Правда магазины в городке выглядели немного странно. Названия не совпадали с тем, что было представлено в витринах. Например, вывеска на лавке гласила: «Элиас Главс. Жестянщик», а в окне виднелись батоны хлеба и пирожные. Витрина пекарни была полна детских колясок. Бакалейщик и колесник поменялись магазинами или именами, а портниха или модистка выставляла в окне свинину и колбасы.
— Какое смешное место, — сказала Матильда, — я так рада, что мы перепутали омнибус.
Маленький мальчик в желтом комбинезончике подошел к ним.
— Прошу прощения, — вежливо произнес он, — но всем чужестранцам следует представиться королю немедленно. Пожалуйста, следуйте за мной.
— Какая невоспитанность! — возмутилась Придмор. — Особенно по отношению к незнакомым взрослым! А кто ты такой, позволь узнать?
— Я — премьер-министр, — низко кланяясь, ответил мальчик. — По мне не скажешь, я знаю, но внешность обманчива. К тому же, такой я ненадолго. Завтра я снова стану самим собой.

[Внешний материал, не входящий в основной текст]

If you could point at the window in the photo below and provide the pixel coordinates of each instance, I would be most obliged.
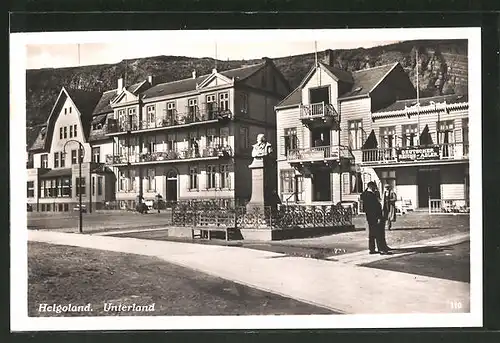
(409, 135)
(99, 185)
(171, 112)
(388, 136)
(30, 192)
(211, 176)
(244, 103)
(224, 101)
(66, 187)
(81, 187)
(151, 180)
(56, 160)
(44, 160)
(212, 137)
(291, 186)
(355, 134)
(465, 130)
(244, 138)
(291, 141)
(192, 109)
(151, 115)
(96, 154)
(211, 106)
(171, 142)
(388, 177)
(352, 183)
(225, 176)
(193, 177)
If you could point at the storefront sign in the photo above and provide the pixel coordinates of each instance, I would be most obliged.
(418, 154)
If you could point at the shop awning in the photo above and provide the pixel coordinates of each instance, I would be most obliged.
(56, 173)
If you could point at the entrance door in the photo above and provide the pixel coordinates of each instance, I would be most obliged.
(429, 186)
(171, 186)
(322, 186)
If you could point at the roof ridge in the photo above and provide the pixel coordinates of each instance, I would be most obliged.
(380, 66)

Придмор проворчала что-то, чего мальчик не расслышал, но Матильда уловила несколько слов. «Отшлепать», «в постель», «на хлеб и воду». Слова хорошо знакомые всем ее воспитанникам.
— Если это игра, — улыбнулась Матильда, — я бы с радостью в ней поучаствовала.

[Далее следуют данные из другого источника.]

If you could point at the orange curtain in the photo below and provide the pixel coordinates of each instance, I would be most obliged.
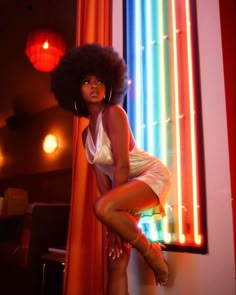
(85, 259)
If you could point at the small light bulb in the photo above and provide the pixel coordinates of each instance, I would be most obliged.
(45, 45)
(50, 143)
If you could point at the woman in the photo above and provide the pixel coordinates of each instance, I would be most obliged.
(91, 81)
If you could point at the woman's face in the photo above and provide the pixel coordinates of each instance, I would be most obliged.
(93, 89)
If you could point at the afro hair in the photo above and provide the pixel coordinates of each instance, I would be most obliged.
(88, 59)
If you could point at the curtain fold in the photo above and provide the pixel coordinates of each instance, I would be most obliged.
(85, 259)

Мальчик нахмурился в ответ.
— Советую вам пойти со мной, — сказал он так сурово, что даже Придмор немного испугалась. — Дворец Его Величества в той стороне.

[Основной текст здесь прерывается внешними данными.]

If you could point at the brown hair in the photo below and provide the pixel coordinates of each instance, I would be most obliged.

И он удалился. Матильда внезапно прыгнула, вырвалась из рук няни и побежала за мальчиком. Ворчунье Придмор, волей-неволей, пришлось последовать за ней.
Дворец стоял посреди огромного парка, зеленые кусты которого были усеяны белыми цветками. Он не был похож ни на один из английских дворцов, ни на Сент-Джеймский, ни на Букингемский. Он был красивым и очень чистым. Когда Придмор с Матильдой зашли внутрь, они увидели, что все стены обиты зеленой шелковой тканью. Лакеи носили зеленые ливреи с золотистым отливом, и у придворных одежда была такого же цвета.
Гостям пришлось подождать несколько минут, пока король поменял скипетр и надел чистую корону. Потом их провели в зал аудиенций. Король вышел им навстречу.
— Как любезно с вашей стороны заехать в наши края! — сказал он. — Вы ведь остановитесь во дворце?
Он встревоженно взглянул на Матильду.
— Тебе удобно в этом платье, дорогая? — с некоторым сомнением поинтересовался король.
Матильда была честной девочкой.
— Нет, ответила она, — мне очень жмет в плечах.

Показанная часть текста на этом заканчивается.